This project implements a production-oriented machine learning system for customer churn prediction, with a strong focus on reliability, monitoring, and data quality.
Instead of stopping at model training, the system is designed to reflect the full machine learning lifecycle, including:
- Reusable feature engineering
- Standardized model training and evaluation
- Reference data management
- Statistical data drift detection
- Foundations for monitoring and retraining decisions
The goal of the project is to demonstrate how machine learning models behave after deployment, how data changes over time, and how such changes can be detected and acted upon in a controlled, production-ready manner.
- Python 3.12
- pip
pip install -r requirements.txt
python -m pytest tests/ -v
python models/train_and_log.py
docker build -t churn-mlops . && docker run --rm churn-mlops
uvicorn api.app:app --reload
Prefect pipeline orchestrates daily drift monitoring automatically.

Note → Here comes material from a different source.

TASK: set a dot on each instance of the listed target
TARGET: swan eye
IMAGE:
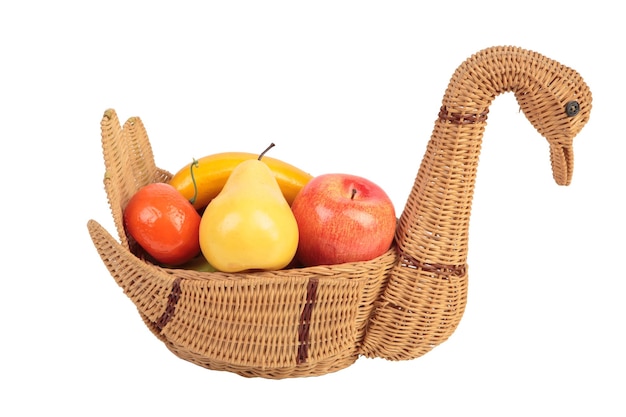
(572, 108)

python orchestration/pipeline.py
- Runs data drift checks
- Runs prediction drift checks
- Triggers alerts if drift is detected
This project includes a dedicated feature engineering layer that transforms raw customer data into model-ready features and produces a reference feature dataset representing the training-time data distribution.

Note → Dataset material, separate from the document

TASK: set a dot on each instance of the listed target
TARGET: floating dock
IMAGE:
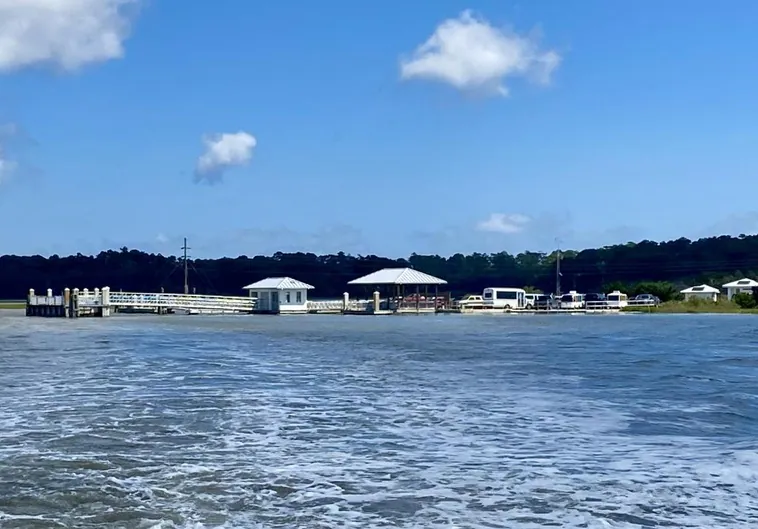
(68, 305)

A reusable preprocessing pipeline is implemented in features/build_features.py with the following transformations:
- Categorical features are encoded using One-Hot Encoding
- Numerical features are standardized using Standard Scaling
- Feature names are explicitly generated to preserve schema clarity and support monitoring
The transformed features are saved as a reference dataset:
data/reference/reference_features.parquet
This dataset serves as the baseline distribution for:
- Data drift detection
- Comparison with future production data
- Informed model retraining decisions
Separating raw data, feature construction, and reference storage enables reliable monitoring and aligns the system with production-grade MLOps practices.
The project includes standardized scripts for model training and evaluation using the engineered reference features.

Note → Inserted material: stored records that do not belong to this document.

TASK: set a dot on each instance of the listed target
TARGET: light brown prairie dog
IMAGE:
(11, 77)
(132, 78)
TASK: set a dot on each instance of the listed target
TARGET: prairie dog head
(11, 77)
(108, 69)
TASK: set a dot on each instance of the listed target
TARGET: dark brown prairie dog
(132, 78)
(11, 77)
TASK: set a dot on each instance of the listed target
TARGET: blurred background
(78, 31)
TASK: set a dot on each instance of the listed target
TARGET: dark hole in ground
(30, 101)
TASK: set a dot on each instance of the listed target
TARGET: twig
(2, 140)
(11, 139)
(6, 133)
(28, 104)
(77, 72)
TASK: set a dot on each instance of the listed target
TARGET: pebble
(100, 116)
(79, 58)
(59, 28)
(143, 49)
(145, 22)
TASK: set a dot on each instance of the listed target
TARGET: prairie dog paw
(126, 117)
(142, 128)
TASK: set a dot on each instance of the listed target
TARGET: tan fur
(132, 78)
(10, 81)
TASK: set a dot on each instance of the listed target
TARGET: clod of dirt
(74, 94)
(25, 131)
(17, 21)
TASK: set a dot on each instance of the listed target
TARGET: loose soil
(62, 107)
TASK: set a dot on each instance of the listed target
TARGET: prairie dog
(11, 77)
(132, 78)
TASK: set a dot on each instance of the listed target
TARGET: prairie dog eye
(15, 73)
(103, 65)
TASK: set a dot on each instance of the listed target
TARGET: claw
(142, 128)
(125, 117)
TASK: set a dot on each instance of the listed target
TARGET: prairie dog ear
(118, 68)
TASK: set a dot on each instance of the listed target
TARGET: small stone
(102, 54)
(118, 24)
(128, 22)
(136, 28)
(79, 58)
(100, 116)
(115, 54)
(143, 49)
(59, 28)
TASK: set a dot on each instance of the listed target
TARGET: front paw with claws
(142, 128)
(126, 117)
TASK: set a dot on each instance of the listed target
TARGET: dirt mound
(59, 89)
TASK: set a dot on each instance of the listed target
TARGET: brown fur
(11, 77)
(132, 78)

- The model is trained using features from the reference dataset
- The trained model is serialized for reuse and deployment
- Performance is evaluated on a held-out test split
- Metrics include precision, recall, ROC-AUC, and a confusion matrix
- Evaluation results are persisted for traceability
The system includes a data drift detection component that compares incoming production features against a reference feature baseline.
- The reference feature dataset represents training-time data
- New production features are statistically compared to this baseline
- Drift is quantified using:
- Population Stability Index (PSI)
- Kolmogorov–Smirnov (KS) test
- Feature-wise drift metrics are generated and persisted
- These metrics provide the foundation for monitoring data quality and triggering retraining decisions
Beyond input data drift, the system monitors prediction drift by tracking changes in the model’s output probabilities over time.
- Prediction probabilities are generated on both reference and production feature sets
- Distribution statistics (mean, spread, range) are compared
- Shifts in prediction behavior are quantified independently of input drift
This enables early detection of silent model degradation, even when input features appear stable.
The system converts monitoring signals into actionable alerts using predefined business rules.
- Data drift alerts based on Population Stability Index (PSI)
- Prediction drift alerts based on shifts in model output probabilities
Alerts are designed to:
- Highlight data quality risks
- Surface silent model behavior changes
- Guide retraining and intervention decisions without overreacting to noise
The system exposes its core capabilities through a lightweight API layer.
-
POST /predict
Returns churn probability and binary prediction for a given feature payload. -
GET /alerts
Surfaces the current alert state derived from data and prediction drift monitoring.
The API decouples monitoring and inference logic from presentation, allowing downstream systems, dashboards, or schedulers to consume model outputs and operational signals reliably.